Players work their way through levels with various obstacles in a few different themed level sets. Gameplay is incredibly simple and takes the same one-button strategy that successful Jetpack Joyride did – tap anywhere on the screen to use the games one button. In this case, pressing the button makes the character stop. When the player let’s go, the character continues moving. While the controls are simple, the game isn’t. The puzzles are challenging and fun.

Players can earn one of three badges at the end of the level: precision (taking no damage), speedy (a set amount of time), and fantastic (a score composite of the two). I don’t like that the “speedy” badge can be obtained so easily by just running through a level and constantly taking hits. I think the badge should only be obtainable if you only take a certain percentage of damage or take none at all. That would make it a much more challenging and worthwhile badge to obtain.

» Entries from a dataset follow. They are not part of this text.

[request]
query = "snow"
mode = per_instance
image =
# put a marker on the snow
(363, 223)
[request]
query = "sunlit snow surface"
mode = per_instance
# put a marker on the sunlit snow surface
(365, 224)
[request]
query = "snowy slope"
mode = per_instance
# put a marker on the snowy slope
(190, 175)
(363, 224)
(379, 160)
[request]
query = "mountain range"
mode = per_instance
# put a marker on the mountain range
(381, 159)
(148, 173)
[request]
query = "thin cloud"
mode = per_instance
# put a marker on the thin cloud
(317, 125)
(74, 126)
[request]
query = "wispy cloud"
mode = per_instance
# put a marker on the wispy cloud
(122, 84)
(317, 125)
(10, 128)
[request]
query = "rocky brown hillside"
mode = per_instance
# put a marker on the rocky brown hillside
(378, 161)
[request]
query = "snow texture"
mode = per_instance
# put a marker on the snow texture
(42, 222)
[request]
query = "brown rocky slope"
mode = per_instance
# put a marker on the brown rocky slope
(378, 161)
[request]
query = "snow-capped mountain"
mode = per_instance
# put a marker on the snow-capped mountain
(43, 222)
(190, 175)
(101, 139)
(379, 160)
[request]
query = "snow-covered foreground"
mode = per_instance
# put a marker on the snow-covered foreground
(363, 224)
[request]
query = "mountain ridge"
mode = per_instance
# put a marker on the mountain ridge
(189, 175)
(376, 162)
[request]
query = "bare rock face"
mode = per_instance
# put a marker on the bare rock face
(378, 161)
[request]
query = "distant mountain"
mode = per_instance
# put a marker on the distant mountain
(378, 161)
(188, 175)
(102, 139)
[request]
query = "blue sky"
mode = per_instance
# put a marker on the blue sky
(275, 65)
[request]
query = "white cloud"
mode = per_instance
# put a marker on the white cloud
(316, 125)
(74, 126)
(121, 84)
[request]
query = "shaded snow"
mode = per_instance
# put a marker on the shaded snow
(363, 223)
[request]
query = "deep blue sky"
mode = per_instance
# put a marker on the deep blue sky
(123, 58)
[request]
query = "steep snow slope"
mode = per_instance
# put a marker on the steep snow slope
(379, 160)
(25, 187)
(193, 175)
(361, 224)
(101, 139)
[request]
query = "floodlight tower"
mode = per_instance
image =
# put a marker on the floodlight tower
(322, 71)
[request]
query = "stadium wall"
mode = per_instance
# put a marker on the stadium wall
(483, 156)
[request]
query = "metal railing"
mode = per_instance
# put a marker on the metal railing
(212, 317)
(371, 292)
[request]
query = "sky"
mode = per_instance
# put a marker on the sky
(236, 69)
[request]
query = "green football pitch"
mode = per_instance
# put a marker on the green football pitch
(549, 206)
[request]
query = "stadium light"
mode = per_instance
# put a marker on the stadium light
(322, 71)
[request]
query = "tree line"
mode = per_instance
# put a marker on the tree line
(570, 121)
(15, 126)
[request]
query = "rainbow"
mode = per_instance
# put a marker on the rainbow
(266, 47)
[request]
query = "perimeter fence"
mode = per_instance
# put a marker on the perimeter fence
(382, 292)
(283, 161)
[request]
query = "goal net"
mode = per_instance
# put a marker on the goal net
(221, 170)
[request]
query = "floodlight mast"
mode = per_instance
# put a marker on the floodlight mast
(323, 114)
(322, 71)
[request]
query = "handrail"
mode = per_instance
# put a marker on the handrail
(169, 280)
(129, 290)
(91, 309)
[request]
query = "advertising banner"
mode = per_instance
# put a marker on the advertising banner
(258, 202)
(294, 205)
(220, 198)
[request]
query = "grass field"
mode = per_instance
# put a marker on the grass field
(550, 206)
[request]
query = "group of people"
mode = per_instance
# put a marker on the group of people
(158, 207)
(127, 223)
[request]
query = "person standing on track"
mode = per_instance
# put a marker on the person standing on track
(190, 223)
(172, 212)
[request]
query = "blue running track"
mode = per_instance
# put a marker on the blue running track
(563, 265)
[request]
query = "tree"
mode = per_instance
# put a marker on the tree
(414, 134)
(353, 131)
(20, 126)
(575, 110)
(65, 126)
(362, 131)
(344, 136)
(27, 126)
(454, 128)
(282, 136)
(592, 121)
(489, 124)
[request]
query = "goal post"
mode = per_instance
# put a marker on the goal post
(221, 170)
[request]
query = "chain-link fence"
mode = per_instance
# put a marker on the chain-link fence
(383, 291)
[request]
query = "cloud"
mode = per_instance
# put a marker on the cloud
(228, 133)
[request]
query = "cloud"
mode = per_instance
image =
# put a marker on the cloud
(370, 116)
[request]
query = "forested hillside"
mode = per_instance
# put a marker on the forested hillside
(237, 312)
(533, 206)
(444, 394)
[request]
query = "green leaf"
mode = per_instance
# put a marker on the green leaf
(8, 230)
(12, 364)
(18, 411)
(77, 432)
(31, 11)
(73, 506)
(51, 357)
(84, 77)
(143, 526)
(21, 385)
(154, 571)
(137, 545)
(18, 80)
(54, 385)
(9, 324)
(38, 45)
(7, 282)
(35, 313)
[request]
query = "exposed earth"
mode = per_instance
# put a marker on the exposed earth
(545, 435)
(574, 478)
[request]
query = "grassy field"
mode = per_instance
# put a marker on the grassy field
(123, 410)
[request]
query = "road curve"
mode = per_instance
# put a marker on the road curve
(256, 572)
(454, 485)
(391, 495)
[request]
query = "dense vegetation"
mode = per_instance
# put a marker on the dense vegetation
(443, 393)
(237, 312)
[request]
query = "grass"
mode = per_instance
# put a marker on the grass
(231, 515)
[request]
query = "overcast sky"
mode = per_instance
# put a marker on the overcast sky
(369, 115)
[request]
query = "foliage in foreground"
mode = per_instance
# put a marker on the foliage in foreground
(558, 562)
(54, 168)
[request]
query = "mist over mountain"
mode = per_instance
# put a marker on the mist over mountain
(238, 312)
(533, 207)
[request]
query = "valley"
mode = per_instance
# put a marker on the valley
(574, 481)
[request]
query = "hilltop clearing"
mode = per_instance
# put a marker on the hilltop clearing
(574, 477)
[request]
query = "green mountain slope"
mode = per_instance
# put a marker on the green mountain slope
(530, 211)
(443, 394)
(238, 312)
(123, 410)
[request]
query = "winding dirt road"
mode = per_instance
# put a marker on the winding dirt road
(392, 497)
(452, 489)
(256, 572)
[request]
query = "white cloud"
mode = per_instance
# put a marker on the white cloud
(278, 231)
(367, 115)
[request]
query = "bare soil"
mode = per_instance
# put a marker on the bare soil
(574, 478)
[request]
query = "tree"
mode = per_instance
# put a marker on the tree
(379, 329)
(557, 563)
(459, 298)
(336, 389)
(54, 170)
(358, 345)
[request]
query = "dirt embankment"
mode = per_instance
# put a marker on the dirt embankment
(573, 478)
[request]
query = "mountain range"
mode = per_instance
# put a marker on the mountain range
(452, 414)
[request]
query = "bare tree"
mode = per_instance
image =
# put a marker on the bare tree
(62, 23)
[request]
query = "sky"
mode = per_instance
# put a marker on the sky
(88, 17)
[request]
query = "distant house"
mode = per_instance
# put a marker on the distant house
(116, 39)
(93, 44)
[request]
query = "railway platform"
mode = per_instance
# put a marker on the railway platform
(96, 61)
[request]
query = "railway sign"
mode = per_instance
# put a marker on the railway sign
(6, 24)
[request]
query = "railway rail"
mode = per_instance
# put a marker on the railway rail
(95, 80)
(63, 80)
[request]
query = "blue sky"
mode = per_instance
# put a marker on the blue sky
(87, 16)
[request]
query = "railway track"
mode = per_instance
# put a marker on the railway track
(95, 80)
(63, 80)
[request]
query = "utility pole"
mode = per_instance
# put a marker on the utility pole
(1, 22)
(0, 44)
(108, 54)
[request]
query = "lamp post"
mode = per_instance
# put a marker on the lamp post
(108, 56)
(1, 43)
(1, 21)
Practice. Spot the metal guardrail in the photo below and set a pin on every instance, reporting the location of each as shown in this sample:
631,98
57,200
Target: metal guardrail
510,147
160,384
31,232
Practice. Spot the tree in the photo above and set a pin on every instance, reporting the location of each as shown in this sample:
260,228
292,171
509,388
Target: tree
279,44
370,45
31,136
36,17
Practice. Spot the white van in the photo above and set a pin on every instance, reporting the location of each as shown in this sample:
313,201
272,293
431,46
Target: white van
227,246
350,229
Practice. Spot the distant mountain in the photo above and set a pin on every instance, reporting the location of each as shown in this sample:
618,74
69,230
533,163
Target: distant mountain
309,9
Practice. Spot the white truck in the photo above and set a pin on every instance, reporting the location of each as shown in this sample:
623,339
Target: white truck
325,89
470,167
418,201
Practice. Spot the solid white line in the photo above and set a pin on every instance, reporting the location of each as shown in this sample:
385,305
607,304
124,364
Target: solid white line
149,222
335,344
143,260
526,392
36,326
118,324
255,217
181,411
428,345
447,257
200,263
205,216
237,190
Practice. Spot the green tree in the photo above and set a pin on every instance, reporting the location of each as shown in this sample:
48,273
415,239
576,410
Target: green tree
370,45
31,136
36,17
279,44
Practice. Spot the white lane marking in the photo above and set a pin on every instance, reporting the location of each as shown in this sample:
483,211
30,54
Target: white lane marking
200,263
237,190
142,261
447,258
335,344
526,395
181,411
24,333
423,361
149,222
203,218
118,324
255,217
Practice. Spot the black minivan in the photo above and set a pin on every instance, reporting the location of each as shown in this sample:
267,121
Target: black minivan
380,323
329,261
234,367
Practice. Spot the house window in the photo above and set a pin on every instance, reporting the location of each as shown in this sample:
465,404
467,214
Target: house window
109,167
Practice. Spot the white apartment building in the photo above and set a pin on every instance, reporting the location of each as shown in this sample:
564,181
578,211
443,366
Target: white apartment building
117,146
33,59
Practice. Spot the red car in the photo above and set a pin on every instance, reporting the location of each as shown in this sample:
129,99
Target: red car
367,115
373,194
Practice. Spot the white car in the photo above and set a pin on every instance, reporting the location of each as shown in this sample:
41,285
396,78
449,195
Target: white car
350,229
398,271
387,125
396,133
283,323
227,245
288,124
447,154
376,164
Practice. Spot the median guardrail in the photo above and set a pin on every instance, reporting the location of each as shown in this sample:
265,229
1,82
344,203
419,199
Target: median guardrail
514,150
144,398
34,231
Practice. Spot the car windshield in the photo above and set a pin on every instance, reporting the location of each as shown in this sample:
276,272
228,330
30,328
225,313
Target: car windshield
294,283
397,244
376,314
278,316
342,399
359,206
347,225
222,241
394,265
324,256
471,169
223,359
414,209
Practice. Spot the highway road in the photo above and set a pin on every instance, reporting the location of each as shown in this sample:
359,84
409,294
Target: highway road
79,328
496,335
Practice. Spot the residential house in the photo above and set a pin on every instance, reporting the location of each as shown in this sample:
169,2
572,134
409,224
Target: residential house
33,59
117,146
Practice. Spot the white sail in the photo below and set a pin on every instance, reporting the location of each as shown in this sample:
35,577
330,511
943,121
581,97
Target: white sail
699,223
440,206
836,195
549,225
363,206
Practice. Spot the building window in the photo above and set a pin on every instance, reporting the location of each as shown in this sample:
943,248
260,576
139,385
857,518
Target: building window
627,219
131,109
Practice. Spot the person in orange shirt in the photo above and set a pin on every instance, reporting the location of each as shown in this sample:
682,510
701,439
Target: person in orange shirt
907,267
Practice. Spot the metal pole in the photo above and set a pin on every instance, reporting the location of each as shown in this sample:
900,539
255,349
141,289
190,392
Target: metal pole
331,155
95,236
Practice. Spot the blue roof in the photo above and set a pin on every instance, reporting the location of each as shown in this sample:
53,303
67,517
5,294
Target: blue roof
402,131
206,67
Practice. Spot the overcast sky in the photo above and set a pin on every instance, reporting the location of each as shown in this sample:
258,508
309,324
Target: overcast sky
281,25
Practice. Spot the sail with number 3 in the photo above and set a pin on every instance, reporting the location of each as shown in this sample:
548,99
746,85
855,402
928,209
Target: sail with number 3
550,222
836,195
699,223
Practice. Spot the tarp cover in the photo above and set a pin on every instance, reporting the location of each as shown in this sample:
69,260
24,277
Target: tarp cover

The game also has various powerups that are discovered throughout the game. Players use acorns that they earn throughout the levels to use the powerups. Of course, players can buy more acorns with in-app purchases. But I used plenty of power-ups with the acorns I earned in the game.

The art in the game reminds me a bit of Ocarina of Time, though I’m not exactly sure why. The forest theme for the first set of puzzles just reminds me of the starting area and the Great Deku tree. There’s also ruins, snow, and lava-themed puzzle worlds.

The game can be incredibly frustrating at times. Sometimes, the way the levels set up aren’t apparent (quite frequently, really…). When that happens, there’s almost no way to finish a level the first time or sometimes even second time through. Players need to test the level with some trial and error to memorize it and figure out the best way to go through it. I don’t think puzzles should be made that way. The best way to remedy this would be for players to be able to zoom out and preview the puzzle map and see what all of the obstacles do and on what timers.